= Pat Jordan =

British Trotskyist

Pat Jordan (17 July 1928 – 1 September 2001) was a British Trotskyist who was central to founding the International Marxist Group.

Jordan was born in Chelsea, London, the son of an electrical engineer. On 21 October 1950 he married Leonora May Comrie, but the marriage was annulled in 1958 and she went on to marry Rodney Kay-Kreizman.

Jordan was a full-time organiser in the Communist Party of Great Britain in Nottingham, but he left the party with Ken Coates after the Soviet invasion of Hungary in 1956. After a brief period working with the Socialist Review Group in 1956, they joined the Revolutionary Socialist League (RSL) in 1957. Jordan edited the RSL's paper Socialist Fight before leaving to form the International Group in 1961. From 1964 to 1968 he edited and printed a weekly duplicated magazine, The Week, at his tiny bookshop at 4 Dane Street, Nottingham. It was largely financed by his skill in retailing second-hand books and comics.

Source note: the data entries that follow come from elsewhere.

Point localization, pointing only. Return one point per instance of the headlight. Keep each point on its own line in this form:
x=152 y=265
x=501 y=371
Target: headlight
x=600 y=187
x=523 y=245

A short-lived reunification of Jordan's International Group with the RSL in 1964 ended early in 1965, partly in protest at the RSL's support for the expulsion of members of the Socialist Labour League from the Wandsworth Labour Party. Working with Tony Southall, Charlie van Gelderen, Ken Coates and a group of students from the University of Nottingham, Jordan relaunched the International Group, which became the International Marxist Group in 1968.

In the 1970s Jordan worked full-time for the International Marxist Group as its national secretary and then for the Fourth International, when he helped in the work of the Africa Commission.

In 1985 he was struck by a chronically disabling stroke and removed from active political involvement. He died in August 2001.